Einstein Image: Lynch Syndrome

By Larry Katzenstein
Blue, lime green, purple and red blotches indicate a drug's effect on cancer stem cells. Image courtesy of Kyeryoung Lee, Ph.D., a research associate in Dr. Edelmann’s lab

Lynch syndrome is an inherited condition that greatly increases the risk for intestinal cancer.

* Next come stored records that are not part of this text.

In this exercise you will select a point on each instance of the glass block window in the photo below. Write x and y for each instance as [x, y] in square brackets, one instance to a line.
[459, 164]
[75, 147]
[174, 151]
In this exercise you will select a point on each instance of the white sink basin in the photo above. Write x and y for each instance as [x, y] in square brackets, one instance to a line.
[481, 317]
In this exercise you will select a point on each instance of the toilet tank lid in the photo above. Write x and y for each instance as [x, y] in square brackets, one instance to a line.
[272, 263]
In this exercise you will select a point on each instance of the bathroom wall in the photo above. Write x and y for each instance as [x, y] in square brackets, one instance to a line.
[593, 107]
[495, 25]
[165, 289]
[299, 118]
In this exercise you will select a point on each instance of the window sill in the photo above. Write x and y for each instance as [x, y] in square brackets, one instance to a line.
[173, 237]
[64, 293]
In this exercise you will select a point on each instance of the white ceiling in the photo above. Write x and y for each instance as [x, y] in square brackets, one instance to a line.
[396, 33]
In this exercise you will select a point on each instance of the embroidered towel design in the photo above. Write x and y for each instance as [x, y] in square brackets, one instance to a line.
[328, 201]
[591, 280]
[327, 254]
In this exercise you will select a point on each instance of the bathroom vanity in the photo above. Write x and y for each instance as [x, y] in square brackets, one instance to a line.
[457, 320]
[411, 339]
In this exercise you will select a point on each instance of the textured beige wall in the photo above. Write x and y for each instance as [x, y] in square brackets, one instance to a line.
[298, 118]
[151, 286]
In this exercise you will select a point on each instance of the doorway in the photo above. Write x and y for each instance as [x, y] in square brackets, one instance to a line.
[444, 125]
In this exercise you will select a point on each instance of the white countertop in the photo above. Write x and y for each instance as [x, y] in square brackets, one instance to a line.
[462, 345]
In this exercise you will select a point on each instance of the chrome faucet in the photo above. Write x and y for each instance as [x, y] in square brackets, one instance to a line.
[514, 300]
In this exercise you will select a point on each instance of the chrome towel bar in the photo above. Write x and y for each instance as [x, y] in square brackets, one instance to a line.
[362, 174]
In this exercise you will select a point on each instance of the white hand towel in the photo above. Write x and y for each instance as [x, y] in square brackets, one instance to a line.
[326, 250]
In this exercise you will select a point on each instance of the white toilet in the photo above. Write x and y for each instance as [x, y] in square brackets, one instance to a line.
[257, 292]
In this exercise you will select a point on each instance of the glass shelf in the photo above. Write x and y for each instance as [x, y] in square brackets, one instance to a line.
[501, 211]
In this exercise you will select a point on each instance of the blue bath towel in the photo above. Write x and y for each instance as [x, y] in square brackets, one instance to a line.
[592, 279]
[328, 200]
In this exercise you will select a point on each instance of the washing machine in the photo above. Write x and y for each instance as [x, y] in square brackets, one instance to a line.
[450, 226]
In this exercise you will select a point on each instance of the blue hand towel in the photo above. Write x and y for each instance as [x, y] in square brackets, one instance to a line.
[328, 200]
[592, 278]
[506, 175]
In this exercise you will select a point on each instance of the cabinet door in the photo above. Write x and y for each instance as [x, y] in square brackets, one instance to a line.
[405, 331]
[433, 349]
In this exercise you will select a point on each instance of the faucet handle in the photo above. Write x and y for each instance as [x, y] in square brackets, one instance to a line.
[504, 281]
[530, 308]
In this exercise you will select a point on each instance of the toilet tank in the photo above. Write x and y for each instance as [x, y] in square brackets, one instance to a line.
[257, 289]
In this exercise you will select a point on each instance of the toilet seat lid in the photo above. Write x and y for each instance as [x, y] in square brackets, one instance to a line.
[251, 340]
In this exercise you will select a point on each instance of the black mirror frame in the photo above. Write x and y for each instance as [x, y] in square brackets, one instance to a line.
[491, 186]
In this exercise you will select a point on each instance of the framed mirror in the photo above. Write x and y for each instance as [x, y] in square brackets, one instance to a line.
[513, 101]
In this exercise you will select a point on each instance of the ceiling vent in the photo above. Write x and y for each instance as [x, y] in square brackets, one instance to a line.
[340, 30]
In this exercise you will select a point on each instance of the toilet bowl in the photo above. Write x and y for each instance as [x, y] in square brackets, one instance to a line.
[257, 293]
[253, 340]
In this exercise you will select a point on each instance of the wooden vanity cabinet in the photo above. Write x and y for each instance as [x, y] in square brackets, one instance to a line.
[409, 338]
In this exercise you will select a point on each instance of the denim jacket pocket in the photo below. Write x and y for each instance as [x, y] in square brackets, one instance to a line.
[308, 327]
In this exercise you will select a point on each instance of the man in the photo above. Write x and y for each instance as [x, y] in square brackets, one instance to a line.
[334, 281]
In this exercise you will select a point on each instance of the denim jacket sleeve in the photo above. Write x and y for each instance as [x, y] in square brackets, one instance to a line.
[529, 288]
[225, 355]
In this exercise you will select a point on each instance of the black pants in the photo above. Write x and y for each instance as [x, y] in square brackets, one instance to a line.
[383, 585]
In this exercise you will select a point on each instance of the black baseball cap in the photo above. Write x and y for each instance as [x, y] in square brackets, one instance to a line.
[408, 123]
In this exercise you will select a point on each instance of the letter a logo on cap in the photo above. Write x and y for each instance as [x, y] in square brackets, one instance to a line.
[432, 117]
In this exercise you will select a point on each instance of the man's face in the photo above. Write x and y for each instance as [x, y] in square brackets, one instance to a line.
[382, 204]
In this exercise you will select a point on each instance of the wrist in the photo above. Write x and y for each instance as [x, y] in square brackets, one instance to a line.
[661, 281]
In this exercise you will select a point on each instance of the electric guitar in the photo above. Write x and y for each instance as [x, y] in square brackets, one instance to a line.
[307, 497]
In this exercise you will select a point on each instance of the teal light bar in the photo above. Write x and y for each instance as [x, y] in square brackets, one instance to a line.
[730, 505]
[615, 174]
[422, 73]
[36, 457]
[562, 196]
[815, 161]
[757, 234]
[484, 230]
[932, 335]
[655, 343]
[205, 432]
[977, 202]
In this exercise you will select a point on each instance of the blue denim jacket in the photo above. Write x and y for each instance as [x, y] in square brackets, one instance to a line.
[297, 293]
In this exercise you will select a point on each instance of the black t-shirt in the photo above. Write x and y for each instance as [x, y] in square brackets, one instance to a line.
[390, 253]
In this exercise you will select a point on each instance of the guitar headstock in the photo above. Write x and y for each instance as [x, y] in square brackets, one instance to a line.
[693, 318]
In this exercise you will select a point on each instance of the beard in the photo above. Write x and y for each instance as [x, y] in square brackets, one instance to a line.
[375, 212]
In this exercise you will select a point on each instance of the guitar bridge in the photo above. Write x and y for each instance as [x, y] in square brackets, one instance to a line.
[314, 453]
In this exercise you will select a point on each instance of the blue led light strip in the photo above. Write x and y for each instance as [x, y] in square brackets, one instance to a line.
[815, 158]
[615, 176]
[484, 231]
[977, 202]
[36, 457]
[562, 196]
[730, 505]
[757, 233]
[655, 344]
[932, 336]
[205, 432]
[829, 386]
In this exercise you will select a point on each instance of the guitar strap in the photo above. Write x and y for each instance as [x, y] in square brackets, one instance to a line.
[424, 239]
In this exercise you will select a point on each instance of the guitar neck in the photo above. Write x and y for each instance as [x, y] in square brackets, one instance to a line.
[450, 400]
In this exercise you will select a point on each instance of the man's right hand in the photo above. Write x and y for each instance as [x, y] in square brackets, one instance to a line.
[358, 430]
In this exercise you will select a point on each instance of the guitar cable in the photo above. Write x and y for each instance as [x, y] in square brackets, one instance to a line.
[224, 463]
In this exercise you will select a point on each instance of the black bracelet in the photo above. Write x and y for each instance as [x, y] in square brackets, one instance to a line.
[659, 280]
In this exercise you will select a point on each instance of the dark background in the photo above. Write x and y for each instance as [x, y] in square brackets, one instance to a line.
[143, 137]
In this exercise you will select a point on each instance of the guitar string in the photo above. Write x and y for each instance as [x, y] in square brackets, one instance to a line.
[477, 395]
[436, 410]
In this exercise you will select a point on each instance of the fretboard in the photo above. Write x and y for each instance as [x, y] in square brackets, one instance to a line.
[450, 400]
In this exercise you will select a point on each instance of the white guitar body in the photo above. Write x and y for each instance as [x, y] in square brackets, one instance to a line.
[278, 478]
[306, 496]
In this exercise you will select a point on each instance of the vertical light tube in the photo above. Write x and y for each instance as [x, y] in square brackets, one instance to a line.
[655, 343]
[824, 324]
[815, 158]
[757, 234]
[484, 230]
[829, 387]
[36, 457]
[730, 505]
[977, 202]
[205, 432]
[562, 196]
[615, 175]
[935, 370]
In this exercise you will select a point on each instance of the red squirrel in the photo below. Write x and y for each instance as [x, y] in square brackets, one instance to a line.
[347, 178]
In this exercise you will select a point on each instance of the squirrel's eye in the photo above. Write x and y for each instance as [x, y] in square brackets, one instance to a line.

In this image, the drug rapamycin has eliminated differentiated tumor cells from the small intestine of a Lynch syndrome mouse model, but two types of cancer stem cells have resisted rapamycin: Lgr5+ (green) and Bmil+ (purple) stem cells. (Also visible are Lgr5+ stem cell–associated Paneth cells, in red.)

Tumors return when rapamycin therapy is stopped—and Lgr5+ cells, in particular, are suspected of regenerating tumors. Winfried Edelmann, Ph.D., and colleagues are studying a drug that makes Lgr5+ cells sensitive to rapamycin by inhibiting the membrane protein MDR1 (multi-drug resistance 1), which pumps out rapamycin and other anticancer drugs. Dr. Edelmann is a professor of cell biology and of genetics and the Joseph and Gertrud Buchler Chair in Transgenic Medicine at Einstein.